Overexposure, excessive leverage, and poor entry selection all could
come back to bite short volatility traders. In 2017, it was fine for
a trader to short UVXY and have it move against them 20% because it
dropped back to new lows fairly quickly, leading many to believe that
profits are a sure thing and these funds always go down. “Never
cover” became a mantra among many because why not? It's
worked for the last two years.
But even as recently as 2015 that same
strategy would have wiped out many positions. Here are some of the
recent massive spikes in volatility and how the associated funds
performed:
2017 didn't have any such volatility
spikes so it's easy to develop bad habits – not setting stops,
using excessively large position sizes, not being patient, or
ignoring trade rules for fear of missing out. While I'm not sure when
or how much volatility will rise next, the only certainty is that
it will. Traders
that allowed themselves to develop these bad habits out of
complacency will get hit the hardest.
You've
undoubtedly heard the term “disaster preparedness.” Now would be
an excellent time to develop your disaster plan for the next
volatility event. How do you plan to manage positions when facing the
possibility of serious losses? How would your current volatility
position change if VIX were to double in a couple days? How about if
UVXY tripled again like it did in 2015? What would happen if VIX goes
to 50? What if volatility continues to rise even after a new short
entry – how long do you stay in? Or what if you are short UVXY and
your shares are taken away at the worst time possible and you have to
book a loss? Where is your exit? Do you have an exit? How will you
invest if we enter another prolonged period of volatility? These are questions every trader should be asking
themselves when developing a trading system. It may not be “good
enough” to have a large cash cushion. It may not be possible to
ride out the next spike. “Buy the dip” or “short the spike” will not work again at some
point.
I don't claim to have a perfect system, and despite countless weeks
and months of research, I have yet to find a good signal that tells
me when to exit before it hits the fan.
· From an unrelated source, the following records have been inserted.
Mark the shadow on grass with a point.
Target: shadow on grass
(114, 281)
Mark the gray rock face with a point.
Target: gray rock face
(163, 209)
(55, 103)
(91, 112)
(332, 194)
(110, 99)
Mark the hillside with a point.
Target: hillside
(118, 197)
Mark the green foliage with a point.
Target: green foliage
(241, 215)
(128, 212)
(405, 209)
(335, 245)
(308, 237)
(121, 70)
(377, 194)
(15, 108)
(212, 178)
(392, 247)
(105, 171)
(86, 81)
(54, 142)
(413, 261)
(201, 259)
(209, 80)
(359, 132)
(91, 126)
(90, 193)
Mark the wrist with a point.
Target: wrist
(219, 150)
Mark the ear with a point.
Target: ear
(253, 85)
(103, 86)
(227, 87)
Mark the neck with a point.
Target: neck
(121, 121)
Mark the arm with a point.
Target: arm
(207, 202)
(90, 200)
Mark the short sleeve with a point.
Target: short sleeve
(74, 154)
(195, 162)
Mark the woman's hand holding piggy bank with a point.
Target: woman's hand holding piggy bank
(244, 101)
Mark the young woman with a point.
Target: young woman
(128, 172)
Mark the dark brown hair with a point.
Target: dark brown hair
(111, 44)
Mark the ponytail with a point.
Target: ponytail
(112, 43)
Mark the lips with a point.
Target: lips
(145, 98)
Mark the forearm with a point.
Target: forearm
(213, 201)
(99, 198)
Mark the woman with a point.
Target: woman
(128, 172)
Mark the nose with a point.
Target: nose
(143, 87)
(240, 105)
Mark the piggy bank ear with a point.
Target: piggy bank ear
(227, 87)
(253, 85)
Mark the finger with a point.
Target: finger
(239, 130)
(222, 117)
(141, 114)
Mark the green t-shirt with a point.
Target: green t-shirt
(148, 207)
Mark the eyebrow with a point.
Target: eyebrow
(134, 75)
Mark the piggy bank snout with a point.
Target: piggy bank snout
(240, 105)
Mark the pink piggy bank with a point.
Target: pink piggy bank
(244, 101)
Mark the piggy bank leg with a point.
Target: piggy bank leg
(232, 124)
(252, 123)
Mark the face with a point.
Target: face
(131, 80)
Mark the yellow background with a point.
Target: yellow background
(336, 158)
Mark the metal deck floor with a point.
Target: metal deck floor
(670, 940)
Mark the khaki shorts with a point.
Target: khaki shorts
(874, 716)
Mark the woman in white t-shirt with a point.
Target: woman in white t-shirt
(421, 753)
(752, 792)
But at least my 2018
resolution will be to know what I don't know and continue to improve
my trading habits. I'll manage my positions wisely and take on less
risk where possible. I'll also have an exit and entry plan and stick
to it so I don't let fear or greed paralyze me or cause panic. At
least I'll know that by doing so I'll live to trade another day. And
there will be some terrific days ahead.
Have a great and prosperous 2018, and happy VIX trading!